What if I told you that at Baker, we don’t technically have our First Amendment rights? For the most part, the First Amendment prohibits public universities from suppressing non-disruptive free speech. But private colleges, which are not state entities, have the leeway to establish their own rules.

At Baker, I believe that we have more leniency than that.

University presidents have a huge impact on the limitations of student press rights. We have been fortunate in the past to have presidents who truly believe in students having the ability to create and judge their own reporting.

Although the Orange was critical of last year’s change of Baker’s food services to Sodexo, University President Pat Long never complained when the staff reported the opinions of Baker students, as well as our individual perspectives.

Even though the president and the university have the power to review in advance what is said in our publications, we are given the opportunity to cultivate our own ideas and opinions. This probably cannot be said for all private institutions.

A 2010 study by the American Association of Colleges and Universities found of 24,000 college students, only 35.6 percent strongly agreed that it was “safe to hold unpopular positions on campus.”

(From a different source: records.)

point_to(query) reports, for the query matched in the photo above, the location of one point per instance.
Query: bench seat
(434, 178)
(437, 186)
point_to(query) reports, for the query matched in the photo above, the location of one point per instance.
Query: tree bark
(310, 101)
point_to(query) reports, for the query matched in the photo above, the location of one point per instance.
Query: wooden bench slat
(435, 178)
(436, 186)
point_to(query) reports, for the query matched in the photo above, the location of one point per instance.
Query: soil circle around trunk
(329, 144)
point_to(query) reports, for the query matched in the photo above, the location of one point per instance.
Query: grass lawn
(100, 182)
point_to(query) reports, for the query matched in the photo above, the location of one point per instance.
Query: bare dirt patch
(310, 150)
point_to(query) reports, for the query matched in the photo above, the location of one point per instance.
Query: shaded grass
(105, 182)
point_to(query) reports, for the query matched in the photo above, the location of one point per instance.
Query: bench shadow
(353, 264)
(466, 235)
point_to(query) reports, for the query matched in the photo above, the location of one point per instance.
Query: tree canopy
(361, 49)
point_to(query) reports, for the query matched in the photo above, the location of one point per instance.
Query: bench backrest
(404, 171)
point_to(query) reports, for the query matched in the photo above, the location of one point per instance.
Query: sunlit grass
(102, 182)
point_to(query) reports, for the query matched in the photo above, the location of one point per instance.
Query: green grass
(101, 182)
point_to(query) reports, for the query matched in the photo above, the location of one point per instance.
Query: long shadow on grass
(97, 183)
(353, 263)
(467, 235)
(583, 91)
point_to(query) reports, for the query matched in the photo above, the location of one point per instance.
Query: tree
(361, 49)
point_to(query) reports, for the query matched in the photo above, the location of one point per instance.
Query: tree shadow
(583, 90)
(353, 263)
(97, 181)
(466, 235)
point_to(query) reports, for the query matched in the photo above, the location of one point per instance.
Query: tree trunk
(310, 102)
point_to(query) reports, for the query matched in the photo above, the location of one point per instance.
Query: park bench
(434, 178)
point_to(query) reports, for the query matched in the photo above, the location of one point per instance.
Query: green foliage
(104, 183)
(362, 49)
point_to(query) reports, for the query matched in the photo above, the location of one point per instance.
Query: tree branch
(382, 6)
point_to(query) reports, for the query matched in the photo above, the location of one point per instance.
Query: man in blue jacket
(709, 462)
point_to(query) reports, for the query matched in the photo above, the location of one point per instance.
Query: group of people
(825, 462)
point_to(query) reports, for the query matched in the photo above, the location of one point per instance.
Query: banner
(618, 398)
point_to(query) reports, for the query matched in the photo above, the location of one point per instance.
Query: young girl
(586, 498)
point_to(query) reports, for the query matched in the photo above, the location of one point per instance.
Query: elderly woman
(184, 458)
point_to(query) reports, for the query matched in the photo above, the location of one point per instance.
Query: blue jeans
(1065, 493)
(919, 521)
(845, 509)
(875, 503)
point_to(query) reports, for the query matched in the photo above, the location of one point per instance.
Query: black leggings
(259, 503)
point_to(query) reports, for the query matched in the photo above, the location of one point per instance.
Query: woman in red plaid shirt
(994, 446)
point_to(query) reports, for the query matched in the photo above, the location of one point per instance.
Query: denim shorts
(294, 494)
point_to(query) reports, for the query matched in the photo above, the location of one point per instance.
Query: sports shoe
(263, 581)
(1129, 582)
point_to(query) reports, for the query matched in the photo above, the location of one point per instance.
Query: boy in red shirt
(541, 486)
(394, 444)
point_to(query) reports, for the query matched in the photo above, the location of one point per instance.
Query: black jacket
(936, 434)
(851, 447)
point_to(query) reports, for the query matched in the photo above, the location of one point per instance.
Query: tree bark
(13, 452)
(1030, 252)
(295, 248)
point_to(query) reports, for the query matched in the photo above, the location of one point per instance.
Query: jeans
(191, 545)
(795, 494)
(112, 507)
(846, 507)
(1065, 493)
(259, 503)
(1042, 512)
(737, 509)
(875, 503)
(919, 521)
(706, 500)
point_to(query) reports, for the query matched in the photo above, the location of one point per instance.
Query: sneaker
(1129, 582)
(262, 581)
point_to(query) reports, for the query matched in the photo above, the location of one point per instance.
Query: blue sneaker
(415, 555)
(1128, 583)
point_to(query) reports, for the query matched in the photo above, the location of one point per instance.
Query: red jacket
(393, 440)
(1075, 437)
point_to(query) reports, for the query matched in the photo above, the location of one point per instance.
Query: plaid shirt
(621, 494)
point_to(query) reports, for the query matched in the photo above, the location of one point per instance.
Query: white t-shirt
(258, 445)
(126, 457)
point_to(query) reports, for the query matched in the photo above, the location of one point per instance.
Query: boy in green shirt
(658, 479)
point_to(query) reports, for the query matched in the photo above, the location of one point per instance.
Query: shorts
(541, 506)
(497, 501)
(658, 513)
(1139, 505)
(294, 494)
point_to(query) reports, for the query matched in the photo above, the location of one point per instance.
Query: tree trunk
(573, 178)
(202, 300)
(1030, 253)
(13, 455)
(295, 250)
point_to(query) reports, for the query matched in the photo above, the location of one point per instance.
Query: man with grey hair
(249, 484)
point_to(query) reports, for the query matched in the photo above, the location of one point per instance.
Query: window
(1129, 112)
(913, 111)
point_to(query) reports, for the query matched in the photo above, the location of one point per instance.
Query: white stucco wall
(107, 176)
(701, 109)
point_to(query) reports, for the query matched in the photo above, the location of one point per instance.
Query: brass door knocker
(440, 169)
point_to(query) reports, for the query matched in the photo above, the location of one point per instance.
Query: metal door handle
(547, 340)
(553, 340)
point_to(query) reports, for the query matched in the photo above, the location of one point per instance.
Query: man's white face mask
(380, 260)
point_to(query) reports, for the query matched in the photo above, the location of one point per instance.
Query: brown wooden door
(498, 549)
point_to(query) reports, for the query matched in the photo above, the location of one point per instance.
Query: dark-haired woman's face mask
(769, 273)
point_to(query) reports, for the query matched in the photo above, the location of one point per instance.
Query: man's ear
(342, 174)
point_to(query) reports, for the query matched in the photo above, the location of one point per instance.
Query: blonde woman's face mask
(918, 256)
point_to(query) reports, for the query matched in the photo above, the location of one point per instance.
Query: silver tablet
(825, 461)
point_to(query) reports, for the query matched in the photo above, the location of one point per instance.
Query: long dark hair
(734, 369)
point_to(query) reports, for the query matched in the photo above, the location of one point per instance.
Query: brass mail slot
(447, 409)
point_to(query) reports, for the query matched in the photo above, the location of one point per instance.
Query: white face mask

The Baker Orange editorial board is lucky that it can freely express the beliefs of students, unpopular or not.

Now that Long is entering her last year at Baker, we need to be sure that our next president will continue to support students’ rights and freedoms. After leaving BU, students need to be able to form and express their own ideas and opinions. If we are suppressed in college, how will we learn to exercise our First Amendment rights later?